I leaned in. Forcing her eyes to focus. I managed a broken, “I’ll miss you.” She blinked, telling me that singular muscle movement was all that remained. I rallied what little strength remained in me. “You ready?”

Her eyes rolled back, then she drew a surge of energy from the depths and focused on me. One last time.

While she may have been ready, I was not. The words of her life were draining off the page, black to white. From somewhere, she mustered a final word. Although she didn’t speak it. With her eyes closed, I felt her fingertips on my chest. She was writing her name over my heart.

With one hand beneath her neck and one hand covering her chest, I spoke out across the surface of the water. “In the name of the Father . . . the Son . . . and the . . .” My mouth finished the words but my voice did not.

She blinked, cutting a tear loose, and I pushed her beneath the surface.

In that second, her body fell limp, the last of the air bubbles escaped the corner of her mouth, and the water turned red.

Her body felt light as I lifted her. As if her soul had already gone. When she surfaced, her eyes were open but she wasn’t looking at me. At least, not in this world. And the voice I’d once heard I could hear no more. I carried her to shore and set her on the sand, where the waves washed over her ankles. Her arms lay flat across her chest—yet even in death her fingers were screaming at the top of their lungs: “23.”

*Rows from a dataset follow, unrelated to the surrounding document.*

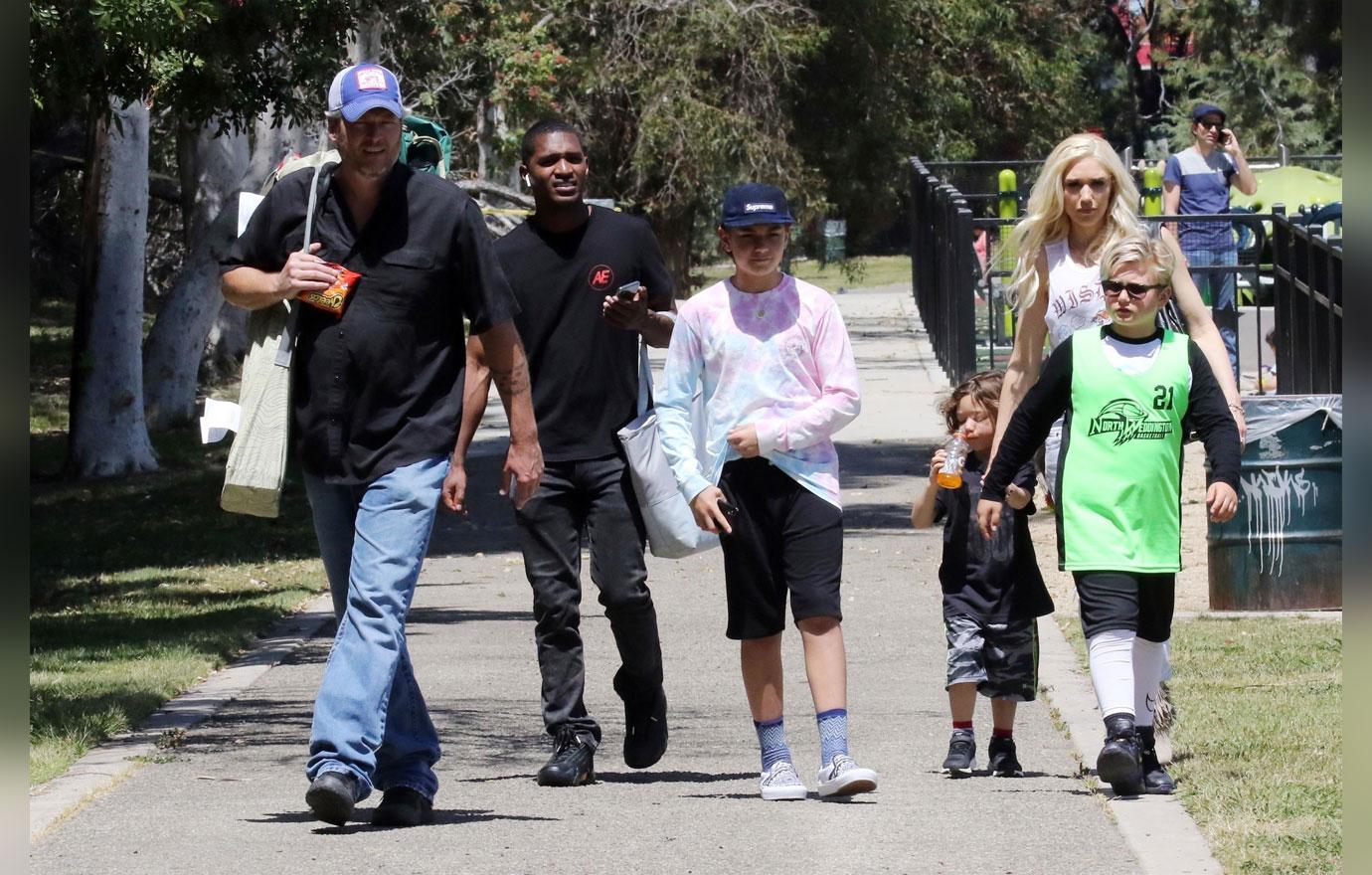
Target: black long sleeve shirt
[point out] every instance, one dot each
(1208, 415)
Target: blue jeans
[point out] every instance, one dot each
(595, 495)
(369, 716)
(1219, 288)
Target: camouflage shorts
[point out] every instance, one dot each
(1002, 658)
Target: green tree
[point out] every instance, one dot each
(677, 99)
(943, 80)
(108, 62)
(1277, 68)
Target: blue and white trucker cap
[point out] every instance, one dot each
(365, 87)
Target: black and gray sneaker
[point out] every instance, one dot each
(1002, 759)
(1155, 780)
(573, 763)
(331, 795)
(1118, 762)
(962, 752)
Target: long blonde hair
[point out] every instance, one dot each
(1047, 220)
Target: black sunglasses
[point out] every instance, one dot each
(1136, 289)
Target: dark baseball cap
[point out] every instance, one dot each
(1206, 108)
(754, 203)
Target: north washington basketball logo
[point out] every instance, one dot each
(1128, 422)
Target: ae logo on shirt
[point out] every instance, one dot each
(601, 277)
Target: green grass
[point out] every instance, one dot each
(139, 586)
(1259, 741)
(1259, 744)
(852, 273)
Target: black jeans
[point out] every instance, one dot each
(595, 495)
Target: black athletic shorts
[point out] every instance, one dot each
(785, 539)
(1125, 600)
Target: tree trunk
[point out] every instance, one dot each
(675, 234)
(107, 434)
(176, 344)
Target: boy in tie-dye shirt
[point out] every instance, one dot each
(772, 360)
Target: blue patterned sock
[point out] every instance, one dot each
(772, 737)
(833, 734)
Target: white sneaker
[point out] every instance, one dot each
(780, 782)
(843, 777)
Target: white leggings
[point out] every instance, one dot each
(1125, 671)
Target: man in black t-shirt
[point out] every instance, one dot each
(566, 263)
(375, 411)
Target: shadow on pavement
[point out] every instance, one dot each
(448, 816)
(652, 778)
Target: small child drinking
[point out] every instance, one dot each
(992, 590)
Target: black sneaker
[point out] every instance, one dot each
(573, 763)
(962, 751)
(1118, 762)
(645, 731)
(332, 795)
(1155, 780)
(1002, 759)
(404, 806)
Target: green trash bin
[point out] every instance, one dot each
(1283, 550)
(836, 235)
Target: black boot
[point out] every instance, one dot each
(1118, 762)
(645, 730)
(1155, 780)
(573, 763)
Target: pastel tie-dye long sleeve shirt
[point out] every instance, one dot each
(779, 360)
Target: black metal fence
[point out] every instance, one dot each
(944, 269)
(960, 267)
(1307, 304)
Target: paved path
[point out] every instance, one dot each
(231, 797)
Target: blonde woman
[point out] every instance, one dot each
(1083, 202)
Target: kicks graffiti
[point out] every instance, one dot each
(1270, 495)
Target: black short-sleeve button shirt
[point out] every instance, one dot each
(382, 387)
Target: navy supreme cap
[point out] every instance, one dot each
(1206, 108)
(754, 203)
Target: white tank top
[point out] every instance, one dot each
(1075, 296)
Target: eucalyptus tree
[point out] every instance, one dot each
(115, 64)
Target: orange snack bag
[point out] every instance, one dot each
(335, 296)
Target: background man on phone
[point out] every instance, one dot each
(375, 411)
(1197, 181)
(567, 264)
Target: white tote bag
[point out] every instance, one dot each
(671, 527)
(256, 469)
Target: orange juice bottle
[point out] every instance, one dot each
(955, 455)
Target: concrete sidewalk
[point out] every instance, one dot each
(231, 797)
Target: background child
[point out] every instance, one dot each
(1130, 391)
(772, 360)
(992, 589)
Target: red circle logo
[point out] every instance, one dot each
(601, 277)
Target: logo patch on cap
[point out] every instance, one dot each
(371, 80)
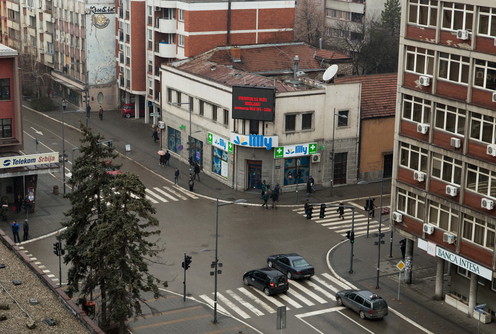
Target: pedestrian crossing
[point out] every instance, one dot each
(341, 226)
(166, 194)
(247, 302)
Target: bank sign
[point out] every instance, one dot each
(293, 151)
(29, 160)
(255, 141)
(219, 142)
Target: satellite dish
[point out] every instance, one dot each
(330, 72)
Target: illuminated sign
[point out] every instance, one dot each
(255, 103)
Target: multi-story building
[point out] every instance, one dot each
(444, 175)
(153, 33)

I pulled her to me and cried like a baby.





Chapter 51


Bones rented a house on the water where they tell me I spent the first three days sleeping. He brought in doctors and nurses to tend to each of us. My physical wounds would heal. I just needed time. The wounds on my heart were another matter. Angel’s wounds were deeper than skin. Hers, too, would take time. Fortunately, she had a good bit of that. She and Summer were never far. Arm in arm, Summer and Angel walked up and down the beach to sweat out the toxins in Angel’s body.

When I woke, it was to the rhythmic sound of a chair moving under the lazy weight of someone enjoying the moment. I cracked open my eyes to find Clay sitting in a rocking chair, an IV bag hanging above him from a stainless pole on wheels. I found myself in a hammock swung between two posts on the porch. Sea breeze cooling the sweat on my skin. In the distance I heard the sound of small waves rolling onto shore. And women’s laughter.

Clay looked good. Whatever was dripping into him was helping. I sat up and tried to climb my way out of the hammock, but I was still too tired. I closed my eyes, and when I opened them again, it was dark and I smelled a campfire and heard soft conversation. I watched as the girls roasted marshmallows on sticks around a fire on the beach. Staring into the firelight, I felt Summer’s hand on my shoulder. Then a kiss on my forehead.

When I woke again, it was still dark, the fire had burned out, and the beach was quiet. Only the stars spoke above me. I looked to the rocking chair, but instead of Clay, I found Summer. I wriggled myself out of the hammock, laid a blanket across Summer, and walked barefoot onto the beach where the moon shone down. Gunner limped up alongside me, licked my leg, and stood staring up at me. I rubbed his head but was too sore to bend over. I walked out on the beach, let the waves wash over my feet, and then waded out into the water. When the water reached my thigh, I squatted, sat on my butt—or rather fell backward—and soaked. An hour later, that’s where the sun found me when it broke the skyline.